Cartier and Richemont
Cartier itself did not become the subject of a direct destruction scandal. However, its parent company Richemont was revealed to have bought back unsold luxury watches between 2016 and 2018 and removed them from circulation. According to sources such as Financial Times and Reuters, the scale of this operation reached hundreds of millions of euros. The purpose was to limit uncontrolled second-hand flows and maintain price stability. Because a loss of value in parallel markets can weaken long-term brand positioning. At this point, the issue is not direct destruction, but preventing products from circulating in the wrong channels. However, regardless of the method, the same question arises: how sustainable is it to deliberately withdraw usable products from the market?
Coach
Coach was criticized in 2021 after images emerged showing damaged unsold products. These images revealed that the brand rendered unsold items unusable. While such practices are known to be widespread in the industry, in this case, they became visible. The brand later changed its strategy. Today, under its (Re)Loved program, products are repaired, redesigned, and put back on sale. According to reports from its parent company Tapestry, this program prevents thousands of items from going to waste and extends product lifecycles. More and more people are now willing to accept “refurbished” instead of “new.”
Apple
Apple is not directly in the fashion industry, but it follows a similar approach. The company dismantles returned or obsolete products using robots like “Daisy” and recycles them. According to Apple, this system can process more than 1 million iPhones per year. This is presented as an advanced recycling model. But the question remains: did all of these devices really have to be recycled? Or could some have been reused? Because dismantling a product is not always the most sustainable solution.
Those Who Stopped
The good news: the industry is not entirely hopeless.
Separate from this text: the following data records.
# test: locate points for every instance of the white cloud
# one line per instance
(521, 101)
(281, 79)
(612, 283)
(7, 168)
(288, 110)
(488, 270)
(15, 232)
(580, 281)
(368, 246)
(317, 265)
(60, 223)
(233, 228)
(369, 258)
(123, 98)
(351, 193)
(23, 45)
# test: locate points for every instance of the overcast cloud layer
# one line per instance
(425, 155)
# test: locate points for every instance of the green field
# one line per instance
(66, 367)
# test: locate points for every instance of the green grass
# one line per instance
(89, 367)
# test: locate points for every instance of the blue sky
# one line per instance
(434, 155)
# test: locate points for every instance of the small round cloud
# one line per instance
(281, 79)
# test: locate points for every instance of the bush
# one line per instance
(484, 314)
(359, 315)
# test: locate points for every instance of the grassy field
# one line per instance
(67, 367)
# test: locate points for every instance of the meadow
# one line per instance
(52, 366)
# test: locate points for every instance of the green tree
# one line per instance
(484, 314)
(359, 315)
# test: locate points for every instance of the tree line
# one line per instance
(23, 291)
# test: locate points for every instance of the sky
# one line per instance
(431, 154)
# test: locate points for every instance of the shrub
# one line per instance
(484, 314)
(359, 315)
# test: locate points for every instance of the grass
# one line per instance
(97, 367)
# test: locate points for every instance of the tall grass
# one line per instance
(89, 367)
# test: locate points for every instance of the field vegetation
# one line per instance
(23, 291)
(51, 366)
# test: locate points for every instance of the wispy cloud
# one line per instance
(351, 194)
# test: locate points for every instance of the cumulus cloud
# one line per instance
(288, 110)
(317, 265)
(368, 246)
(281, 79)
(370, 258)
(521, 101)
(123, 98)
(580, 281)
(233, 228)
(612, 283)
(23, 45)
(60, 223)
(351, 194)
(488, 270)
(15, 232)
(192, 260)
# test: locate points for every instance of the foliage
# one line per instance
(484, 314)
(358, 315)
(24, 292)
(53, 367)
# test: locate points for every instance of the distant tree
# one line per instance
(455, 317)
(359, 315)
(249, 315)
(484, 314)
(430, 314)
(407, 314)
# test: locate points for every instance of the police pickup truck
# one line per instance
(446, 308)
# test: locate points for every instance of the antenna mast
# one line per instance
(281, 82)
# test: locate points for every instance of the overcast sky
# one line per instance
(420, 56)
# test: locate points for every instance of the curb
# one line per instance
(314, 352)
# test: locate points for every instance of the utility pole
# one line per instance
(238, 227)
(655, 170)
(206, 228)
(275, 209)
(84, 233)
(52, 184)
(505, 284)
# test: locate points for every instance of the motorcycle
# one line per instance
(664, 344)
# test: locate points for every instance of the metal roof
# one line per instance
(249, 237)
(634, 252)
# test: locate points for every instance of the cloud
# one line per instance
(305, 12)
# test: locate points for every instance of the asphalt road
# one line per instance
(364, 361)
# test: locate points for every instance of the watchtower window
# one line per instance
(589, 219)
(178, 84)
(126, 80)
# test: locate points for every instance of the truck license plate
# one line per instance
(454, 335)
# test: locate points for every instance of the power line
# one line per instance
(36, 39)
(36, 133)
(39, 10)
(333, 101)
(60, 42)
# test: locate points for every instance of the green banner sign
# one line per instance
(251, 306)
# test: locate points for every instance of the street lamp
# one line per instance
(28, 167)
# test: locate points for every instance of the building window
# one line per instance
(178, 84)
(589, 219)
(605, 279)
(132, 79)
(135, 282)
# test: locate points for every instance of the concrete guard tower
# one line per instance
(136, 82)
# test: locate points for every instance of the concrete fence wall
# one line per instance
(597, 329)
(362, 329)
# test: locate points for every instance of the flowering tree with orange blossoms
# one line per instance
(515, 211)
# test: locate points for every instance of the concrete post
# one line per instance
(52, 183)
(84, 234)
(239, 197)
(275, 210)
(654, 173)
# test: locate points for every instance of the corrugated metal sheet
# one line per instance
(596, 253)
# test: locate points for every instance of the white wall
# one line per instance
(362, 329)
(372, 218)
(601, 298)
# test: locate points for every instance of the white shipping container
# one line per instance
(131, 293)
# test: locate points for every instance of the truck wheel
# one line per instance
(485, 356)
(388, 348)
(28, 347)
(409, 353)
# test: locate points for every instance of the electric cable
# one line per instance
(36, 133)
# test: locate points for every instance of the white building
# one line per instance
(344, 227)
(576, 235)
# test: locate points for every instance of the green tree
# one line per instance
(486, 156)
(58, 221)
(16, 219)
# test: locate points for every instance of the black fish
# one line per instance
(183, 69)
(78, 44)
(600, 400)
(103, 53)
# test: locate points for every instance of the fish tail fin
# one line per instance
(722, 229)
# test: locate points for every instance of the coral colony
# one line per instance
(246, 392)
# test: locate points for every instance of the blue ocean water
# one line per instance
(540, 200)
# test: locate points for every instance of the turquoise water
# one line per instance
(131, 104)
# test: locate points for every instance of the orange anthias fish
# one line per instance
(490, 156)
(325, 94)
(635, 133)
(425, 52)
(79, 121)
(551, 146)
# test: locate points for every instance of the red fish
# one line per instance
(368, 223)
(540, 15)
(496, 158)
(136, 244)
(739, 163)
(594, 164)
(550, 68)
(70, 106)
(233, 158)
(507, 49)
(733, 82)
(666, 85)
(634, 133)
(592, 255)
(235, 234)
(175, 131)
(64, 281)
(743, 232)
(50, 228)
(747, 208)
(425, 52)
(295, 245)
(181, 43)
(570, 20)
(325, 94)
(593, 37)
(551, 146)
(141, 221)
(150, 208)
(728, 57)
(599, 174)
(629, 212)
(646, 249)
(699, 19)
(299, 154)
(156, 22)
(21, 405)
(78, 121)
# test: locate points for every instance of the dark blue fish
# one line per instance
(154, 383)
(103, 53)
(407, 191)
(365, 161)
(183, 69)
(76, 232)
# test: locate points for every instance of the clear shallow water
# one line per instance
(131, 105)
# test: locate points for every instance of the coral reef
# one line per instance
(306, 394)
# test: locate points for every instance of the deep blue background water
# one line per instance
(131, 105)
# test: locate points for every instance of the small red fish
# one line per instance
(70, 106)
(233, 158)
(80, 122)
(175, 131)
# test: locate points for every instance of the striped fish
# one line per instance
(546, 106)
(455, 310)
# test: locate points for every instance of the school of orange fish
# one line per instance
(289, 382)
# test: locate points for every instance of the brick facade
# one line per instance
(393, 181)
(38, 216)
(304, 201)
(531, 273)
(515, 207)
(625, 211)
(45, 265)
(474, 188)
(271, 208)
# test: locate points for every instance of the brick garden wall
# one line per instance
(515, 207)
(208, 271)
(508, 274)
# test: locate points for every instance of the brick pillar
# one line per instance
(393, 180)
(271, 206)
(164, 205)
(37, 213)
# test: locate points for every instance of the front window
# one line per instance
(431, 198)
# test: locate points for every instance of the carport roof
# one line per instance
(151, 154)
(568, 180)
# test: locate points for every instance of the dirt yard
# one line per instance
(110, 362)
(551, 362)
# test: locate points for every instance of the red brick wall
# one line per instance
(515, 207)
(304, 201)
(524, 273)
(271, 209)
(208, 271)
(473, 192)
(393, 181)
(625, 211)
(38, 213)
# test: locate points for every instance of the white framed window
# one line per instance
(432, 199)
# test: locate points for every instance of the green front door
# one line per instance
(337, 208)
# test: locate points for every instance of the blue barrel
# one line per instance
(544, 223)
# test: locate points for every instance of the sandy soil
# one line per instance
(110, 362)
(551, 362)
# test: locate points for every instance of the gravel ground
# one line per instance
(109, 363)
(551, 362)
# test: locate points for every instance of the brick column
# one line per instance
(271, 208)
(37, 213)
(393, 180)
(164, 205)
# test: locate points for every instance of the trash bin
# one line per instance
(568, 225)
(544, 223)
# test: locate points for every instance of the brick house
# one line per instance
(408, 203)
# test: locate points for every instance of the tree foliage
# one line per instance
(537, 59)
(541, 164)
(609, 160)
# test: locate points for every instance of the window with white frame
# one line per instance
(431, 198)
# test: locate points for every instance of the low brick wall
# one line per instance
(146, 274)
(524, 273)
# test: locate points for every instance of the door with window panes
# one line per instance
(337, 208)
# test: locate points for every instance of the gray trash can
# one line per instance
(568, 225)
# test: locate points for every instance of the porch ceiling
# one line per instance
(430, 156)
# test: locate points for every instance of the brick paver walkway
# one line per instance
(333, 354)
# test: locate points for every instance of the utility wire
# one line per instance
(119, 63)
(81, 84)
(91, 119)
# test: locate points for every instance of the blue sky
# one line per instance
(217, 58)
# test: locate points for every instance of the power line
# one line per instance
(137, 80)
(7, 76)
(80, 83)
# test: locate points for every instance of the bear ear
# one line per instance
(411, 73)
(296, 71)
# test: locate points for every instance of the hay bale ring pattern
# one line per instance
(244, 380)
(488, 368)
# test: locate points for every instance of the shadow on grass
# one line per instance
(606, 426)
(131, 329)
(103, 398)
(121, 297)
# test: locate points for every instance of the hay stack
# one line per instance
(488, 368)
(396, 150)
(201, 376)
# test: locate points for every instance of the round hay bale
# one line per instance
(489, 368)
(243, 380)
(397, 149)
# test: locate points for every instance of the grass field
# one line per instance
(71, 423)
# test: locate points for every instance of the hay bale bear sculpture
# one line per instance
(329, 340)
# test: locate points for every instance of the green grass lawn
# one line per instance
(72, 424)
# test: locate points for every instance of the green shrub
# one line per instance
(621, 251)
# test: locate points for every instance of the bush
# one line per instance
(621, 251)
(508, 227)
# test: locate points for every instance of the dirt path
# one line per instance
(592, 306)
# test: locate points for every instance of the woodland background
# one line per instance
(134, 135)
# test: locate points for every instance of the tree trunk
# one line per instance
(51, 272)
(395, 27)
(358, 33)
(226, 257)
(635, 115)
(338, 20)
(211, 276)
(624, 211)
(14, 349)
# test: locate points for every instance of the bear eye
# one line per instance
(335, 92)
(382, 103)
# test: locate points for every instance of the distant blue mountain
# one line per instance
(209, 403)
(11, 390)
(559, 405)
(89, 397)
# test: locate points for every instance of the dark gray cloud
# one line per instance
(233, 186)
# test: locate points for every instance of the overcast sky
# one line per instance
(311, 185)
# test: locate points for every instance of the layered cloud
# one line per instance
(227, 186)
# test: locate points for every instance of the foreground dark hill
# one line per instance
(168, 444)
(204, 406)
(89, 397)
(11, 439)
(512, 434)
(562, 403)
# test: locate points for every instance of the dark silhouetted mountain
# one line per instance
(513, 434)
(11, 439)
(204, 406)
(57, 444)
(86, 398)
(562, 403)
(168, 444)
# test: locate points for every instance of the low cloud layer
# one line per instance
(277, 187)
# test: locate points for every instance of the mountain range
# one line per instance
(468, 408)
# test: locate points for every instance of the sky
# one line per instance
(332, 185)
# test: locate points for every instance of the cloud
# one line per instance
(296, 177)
Kering (Gucci, Saint Laurent, Balenciaga) announced plans to stop destroying unsold products globally following regulatory pressure in France. Hermès emphasizes extending product life through maintenance and repair services, reporting that more than 200,000 items were serviced in 2024. Some high fashion brands have historically maintained a more defensible position through low production, high quality, repair culture, and longevity.
Hermes
LVMH’s Nona Source, launched in 2021, offers excess high-quality materials to young designers. In other words, instead of “store it or destroy it,” the model becomes “re-source it.” Gucci Continuum similarly transforms deadstock materials into new cultural value through collaborations with designers and artists.
Nona Source
Conclusion: Burn or Change?
Now let’s return to the big question: Is a brand’s prestige more important than thousands of products going to waste?
Short answer: It used to be. Now, less and less.
Long answer: Brands still want to protect their prestige. But they can no longer do so with complete disregard. Because the consumer has changed. The industry is in a transition phase. On one side, the old habits: produce, sell, and if you can’t, destroy. On the other side, the new reality: produce, take responsibility, be transparent.
While you are still wondering whether a discount will come or not, brands are wondering whether to burn or not. And strangely, the consumer’s choice influences their decision.
Which means… yes, the consumer is a bit more important than we think.
But let’s not exaggerate. Tomorrow, we will probably still buy the same T-shirt in three different colors anyway.